Ninestar begann seine Bemühungen, seine Montagelinien für Tonerkartuschen 2013 vollständig zu automatisieren. Unter Beibehaltung verschiedener Prozesse, die im Rahmen des IE12-Programms entwickelt wurden, begann Ninestar mit der Automatisierung bestimmter Teile seiner Produktionslinie für Farbpatronen. So automatisierte das Unternehmen beispielsweise einfachere Aufgaben wie das Befüllen von teilweise montierten Kartuschen, während es sich weiterhin auf menschliche Arbeitskräfte verlässt, um empfindlichere Teile der Produktion zu handhaben, wie die Installation der OPC-Fässer und Schaberklingen und die Anwendung von Feinarbeiten wie das Versiegeln und Testen fertiger Kartuschen.

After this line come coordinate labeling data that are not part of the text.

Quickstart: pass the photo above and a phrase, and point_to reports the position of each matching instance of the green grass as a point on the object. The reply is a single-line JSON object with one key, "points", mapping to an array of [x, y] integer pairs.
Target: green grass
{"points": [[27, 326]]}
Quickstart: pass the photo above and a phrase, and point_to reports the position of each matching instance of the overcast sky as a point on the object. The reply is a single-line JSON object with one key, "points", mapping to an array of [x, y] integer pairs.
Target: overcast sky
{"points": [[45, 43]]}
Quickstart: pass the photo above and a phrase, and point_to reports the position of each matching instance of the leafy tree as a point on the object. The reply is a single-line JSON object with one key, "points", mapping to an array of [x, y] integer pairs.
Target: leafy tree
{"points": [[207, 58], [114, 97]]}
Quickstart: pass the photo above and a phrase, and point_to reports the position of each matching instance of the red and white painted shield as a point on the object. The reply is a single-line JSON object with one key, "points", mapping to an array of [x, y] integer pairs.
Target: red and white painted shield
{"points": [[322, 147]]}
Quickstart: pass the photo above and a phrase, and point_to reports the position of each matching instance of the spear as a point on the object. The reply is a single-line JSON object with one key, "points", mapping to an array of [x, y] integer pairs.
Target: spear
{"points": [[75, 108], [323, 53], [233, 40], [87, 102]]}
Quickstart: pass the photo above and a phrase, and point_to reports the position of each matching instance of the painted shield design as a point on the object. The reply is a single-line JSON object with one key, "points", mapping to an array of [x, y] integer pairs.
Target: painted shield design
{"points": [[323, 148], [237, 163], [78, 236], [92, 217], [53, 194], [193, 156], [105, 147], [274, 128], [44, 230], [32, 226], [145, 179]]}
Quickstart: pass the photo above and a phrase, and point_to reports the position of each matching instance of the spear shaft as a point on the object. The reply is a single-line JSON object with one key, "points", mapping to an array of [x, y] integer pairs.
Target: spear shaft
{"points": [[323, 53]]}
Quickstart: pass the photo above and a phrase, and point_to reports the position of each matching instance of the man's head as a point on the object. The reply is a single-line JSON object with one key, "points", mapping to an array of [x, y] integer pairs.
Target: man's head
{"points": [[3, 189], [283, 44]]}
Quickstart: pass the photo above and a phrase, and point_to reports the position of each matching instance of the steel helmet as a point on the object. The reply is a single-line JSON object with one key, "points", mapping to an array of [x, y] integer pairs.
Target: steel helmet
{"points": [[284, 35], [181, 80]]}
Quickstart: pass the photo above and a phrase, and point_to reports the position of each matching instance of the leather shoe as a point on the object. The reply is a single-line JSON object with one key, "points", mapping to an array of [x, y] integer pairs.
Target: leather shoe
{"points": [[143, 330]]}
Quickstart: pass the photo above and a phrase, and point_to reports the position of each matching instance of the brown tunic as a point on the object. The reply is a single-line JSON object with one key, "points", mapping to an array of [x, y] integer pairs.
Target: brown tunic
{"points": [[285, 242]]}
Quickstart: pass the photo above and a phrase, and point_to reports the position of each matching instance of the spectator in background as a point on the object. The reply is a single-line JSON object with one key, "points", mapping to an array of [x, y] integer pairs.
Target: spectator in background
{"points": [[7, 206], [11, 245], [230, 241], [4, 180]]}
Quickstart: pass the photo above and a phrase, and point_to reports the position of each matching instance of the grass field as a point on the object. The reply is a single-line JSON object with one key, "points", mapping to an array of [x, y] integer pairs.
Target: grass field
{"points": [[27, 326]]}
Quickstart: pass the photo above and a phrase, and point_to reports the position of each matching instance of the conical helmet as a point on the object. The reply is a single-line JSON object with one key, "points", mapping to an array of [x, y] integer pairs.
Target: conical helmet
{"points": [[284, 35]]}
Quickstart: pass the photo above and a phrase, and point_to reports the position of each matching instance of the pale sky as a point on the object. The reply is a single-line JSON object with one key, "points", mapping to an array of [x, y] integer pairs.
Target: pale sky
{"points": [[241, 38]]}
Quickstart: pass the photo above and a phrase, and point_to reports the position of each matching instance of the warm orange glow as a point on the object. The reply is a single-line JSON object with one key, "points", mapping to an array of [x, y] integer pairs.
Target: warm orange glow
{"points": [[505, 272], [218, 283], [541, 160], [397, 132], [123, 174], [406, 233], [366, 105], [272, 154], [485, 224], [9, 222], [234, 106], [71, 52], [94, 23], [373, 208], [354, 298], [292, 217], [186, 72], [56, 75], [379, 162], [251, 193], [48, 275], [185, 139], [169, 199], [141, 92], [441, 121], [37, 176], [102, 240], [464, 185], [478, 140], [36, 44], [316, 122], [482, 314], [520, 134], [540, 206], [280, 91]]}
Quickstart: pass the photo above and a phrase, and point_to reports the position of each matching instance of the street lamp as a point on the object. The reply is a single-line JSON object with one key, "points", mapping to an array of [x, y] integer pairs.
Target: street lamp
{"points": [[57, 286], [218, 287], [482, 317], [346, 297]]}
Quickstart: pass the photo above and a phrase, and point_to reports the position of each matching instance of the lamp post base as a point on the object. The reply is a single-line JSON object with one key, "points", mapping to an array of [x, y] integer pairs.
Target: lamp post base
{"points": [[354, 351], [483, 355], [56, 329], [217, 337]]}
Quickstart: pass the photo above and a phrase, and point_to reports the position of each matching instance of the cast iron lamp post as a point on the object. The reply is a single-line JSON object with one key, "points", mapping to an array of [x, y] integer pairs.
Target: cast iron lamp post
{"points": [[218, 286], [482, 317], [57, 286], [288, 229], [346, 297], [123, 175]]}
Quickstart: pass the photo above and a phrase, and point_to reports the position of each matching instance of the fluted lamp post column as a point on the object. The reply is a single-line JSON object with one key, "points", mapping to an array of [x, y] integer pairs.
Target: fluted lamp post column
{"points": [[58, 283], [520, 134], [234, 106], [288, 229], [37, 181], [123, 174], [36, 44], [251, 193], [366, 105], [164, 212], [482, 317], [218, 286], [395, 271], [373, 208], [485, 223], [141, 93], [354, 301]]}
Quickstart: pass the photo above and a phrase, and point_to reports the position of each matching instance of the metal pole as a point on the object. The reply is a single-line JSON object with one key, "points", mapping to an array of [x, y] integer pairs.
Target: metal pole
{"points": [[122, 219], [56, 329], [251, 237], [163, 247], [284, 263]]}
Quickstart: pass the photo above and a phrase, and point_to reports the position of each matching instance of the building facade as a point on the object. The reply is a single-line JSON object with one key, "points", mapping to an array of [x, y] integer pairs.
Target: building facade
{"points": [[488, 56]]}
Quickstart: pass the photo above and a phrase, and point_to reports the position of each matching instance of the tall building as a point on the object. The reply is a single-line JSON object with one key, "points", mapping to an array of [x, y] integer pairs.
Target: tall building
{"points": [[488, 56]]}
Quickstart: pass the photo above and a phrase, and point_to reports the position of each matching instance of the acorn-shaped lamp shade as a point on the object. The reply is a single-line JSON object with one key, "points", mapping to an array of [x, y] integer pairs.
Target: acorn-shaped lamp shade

45 Millionen US-Dollar Investition geplant

Ninestar plant, weitere 300 Millionen Yuan zu investieren – etwa 45 Millionen Dollar – um in naher Zukunft fünf vollautomatische Tonerkartuschenlinien in Betrieb zu nehmen. Das Unternehmen plant zwar, sich verstärkt auf Roboter und Automatisierung zu verlassen, stellt aber fest, dass nicht jede G&G-Tonerkartusche auf einer automatisierten Linie produziert wird. Die Komplexität der Kartuschen und die Marktnachfrage werden die Herstellung der Kartuschen bestimmen. Da die Kosten für den Aufbau und die Wartung intelligenter Produktionslinien erheblich sind, erwartet Ninestar, dass es – zumindest zunächst – seine automatisierten Linien nutzen wird, um neuere SKUs herzustellen. Diese Produkte bieten die größten Margenmöglichkeiten, um die hohen Produktionskosten besser miteinander in Einklang zu bringen.